Dipo Olowookere
Last month, Governor of the Central Bank of Nigeria (CBN), Mr Godwin Emefiele, announced at a media briefing that he would likely force deposit money banks in the country to increase their minimum capital base from its present level within the next five years.
The last recapitalisation of the banking sector was in 2004 under the leadership of Mr Charles Soludo as CBN Governor.
During the exercise, the central bank raised the capital base from N2 billion to N25 billion and for those who could not meet this requirement on their own, they had to merge with others or were acquired by bigger financial institutions.
Since the announcement by Mr Emefiele on June 24, 2019, shareholders of some banks, especially the tier-two and three, have been wondering what could happen next to their companies.
In fact, there was a recent report that Access Bank, which merged with Diamond Bank in March 2019, was planning to acquire Union Bank of Nigeria Plc.

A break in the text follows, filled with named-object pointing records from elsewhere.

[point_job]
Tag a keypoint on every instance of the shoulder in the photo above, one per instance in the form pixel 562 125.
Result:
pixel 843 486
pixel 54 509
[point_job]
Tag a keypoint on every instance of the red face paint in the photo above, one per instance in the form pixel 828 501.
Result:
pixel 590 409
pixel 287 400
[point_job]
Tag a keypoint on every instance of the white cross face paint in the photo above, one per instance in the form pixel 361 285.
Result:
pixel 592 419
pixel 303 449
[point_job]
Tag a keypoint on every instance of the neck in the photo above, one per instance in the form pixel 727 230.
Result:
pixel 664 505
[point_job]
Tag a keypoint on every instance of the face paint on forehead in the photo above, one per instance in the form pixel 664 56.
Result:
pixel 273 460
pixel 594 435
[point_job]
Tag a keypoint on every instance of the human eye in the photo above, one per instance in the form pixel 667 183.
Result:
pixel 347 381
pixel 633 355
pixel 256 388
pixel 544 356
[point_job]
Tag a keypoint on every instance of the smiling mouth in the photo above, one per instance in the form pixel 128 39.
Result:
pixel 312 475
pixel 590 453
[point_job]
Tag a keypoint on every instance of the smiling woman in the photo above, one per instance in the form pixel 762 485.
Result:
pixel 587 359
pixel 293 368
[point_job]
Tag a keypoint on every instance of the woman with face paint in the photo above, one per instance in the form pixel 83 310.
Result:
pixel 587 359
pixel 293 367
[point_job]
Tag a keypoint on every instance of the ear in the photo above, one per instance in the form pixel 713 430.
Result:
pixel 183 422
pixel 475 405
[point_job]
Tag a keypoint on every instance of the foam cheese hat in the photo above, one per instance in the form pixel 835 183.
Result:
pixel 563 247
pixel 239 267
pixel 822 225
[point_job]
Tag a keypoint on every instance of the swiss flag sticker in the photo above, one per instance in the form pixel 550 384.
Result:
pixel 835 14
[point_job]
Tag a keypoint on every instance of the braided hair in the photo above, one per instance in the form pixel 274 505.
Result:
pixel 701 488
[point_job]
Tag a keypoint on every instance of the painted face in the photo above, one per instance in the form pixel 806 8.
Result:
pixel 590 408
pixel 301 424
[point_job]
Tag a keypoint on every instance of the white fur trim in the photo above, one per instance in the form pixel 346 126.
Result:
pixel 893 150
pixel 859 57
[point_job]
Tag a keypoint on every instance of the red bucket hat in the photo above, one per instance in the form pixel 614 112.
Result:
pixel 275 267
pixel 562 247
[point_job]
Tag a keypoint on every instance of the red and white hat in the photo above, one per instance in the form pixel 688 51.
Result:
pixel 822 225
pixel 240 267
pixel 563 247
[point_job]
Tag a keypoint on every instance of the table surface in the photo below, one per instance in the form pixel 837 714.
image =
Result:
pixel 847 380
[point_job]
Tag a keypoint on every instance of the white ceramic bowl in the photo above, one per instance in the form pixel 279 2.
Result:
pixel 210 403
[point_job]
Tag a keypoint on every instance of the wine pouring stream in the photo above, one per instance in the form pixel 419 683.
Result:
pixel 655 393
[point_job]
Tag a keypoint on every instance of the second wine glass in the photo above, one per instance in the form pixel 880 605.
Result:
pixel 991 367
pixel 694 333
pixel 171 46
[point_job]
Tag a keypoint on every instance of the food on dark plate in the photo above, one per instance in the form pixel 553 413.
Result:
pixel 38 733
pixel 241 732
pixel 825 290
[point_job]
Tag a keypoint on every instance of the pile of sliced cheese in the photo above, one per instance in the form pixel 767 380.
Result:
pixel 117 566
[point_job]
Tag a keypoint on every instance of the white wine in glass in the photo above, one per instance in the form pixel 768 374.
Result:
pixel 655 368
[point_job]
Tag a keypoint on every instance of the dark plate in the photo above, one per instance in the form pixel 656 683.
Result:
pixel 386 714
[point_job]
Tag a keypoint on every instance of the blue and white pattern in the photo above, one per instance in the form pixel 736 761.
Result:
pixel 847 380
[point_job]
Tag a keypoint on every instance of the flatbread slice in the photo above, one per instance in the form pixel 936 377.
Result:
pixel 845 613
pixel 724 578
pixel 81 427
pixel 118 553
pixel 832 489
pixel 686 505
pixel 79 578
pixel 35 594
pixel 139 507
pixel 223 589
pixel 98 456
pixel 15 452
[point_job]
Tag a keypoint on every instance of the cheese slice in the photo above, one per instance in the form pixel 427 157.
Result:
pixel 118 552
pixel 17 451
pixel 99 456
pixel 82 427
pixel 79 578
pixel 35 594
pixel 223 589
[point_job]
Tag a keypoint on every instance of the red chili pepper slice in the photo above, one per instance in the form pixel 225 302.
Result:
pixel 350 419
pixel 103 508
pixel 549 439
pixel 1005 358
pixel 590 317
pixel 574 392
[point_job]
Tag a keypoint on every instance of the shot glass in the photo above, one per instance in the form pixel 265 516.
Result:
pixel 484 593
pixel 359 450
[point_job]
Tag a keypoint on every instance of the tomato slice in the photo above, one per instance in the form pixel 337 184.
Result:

But both banks have denied the rumour, saying there was no iota of truth in it.
Though the CBN is yet to announce what the new minimum capital base would be, there are indications that it could be raise by over 100 percent and for some struggling banks, this might be the end of the road for them.
For shareholders of the banks in this category, this is one of the major challenges that might prove too difficult to surmount.

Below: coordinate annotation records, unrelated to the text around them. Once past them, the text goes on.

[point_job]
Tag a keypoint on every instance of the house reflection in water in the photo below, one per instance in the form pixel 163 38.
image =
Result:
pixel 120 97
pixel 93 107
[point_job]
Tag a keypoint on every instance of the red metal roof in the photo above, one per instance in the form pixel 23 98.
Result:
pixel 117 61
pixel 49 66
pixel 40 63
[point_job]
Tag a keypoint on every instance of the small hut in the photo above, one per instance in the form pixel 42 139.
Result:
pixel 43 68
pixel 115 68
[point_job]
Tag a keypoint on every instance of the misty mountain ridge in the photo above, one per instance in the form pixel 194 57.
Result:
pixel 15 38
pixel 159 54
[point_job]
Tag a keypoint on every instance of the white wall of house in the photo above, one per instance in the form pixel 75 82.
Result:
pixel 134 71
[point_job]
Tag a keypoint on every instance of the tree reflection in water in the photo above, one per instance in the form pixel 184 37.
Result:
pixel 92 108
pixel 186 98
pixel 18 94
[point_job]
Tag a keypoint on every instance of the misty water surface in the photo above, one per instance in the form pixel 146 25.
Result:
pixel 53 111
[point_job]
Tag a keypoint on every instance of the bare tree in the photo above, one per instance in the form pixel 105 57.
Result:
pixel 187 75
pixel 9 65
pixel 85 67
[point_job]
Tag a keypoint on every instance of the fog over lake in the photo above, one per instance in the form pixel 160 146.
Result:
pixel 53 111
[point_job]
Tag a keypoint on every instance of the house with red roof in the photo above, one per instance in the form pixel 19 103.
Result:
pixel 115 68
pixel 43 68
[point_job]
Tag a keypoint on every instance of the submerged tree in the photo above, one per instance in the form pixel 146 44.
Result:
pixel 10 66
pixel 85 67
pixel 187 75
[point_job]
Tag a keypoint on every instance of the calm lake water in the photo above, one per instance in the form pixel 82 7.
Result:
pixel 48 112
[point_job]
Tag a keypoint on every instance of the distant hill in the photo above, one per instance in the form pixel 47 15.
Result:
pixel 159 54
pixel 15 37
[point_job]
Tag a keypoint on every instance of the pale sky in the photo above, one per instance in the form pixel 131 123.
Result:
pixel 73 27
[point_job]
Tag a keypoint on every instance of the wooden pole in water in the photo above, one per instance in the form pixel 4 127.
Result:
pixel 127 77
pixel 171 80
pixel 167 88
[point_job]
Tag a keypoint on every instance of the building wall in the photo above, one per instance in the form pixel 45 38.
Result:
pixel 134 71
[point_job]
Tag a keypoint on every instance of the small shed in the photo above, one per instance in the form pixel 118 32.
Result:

At the last recapitalisation, some financial institutions had to approach the stock market to raise funds to meet the new CBN requirement.
It is not certain if some banks having their share value badly damaged would attract sympathy of their shareholders in raising fresh capital via rights issue or any other means available this time around.
Another critical issue identified by Business Post facing some mid-level banks at the moment is the recent pronouncement by the CBN that deposit money banks in the country should give out 60 percent of their deposits to customers as loan.
Since the apex bank said financial institutions must have a loan-to-deposit ratio of 60 percent by September 30, 2019, many lenders have been devising ways to meet the requirements.
It is however, important to note that four of the five tier-one banks have LDR less than 60 percent.
But these big players in the sector have the capacity to pay for the sanctions stipulated by the central bank for failing to meet up by September 2019.
This may not be the same with these struggling tier-two banks, who are still finding it hard to remain in business because of their Capital Adequacy Ratio (CAR).
Apart from Access Bank Plc, which has an LDR of 69.9 percent, every other banks in its peer are below the 60 percent requirement of the CBN.
GTBank has an LDR of 53.1 percent, First Bank has an LDR of 47.4 percent, UBA has an LDR of 47.9 percent, while Zenith Bank has an LDR of 50.1 percent.
How some tier-two banks will solve the two aforementioned challenges is what some observers would be waiting to see with keen interest. Will their shareholders come to the rescue? Only time will definitely tell.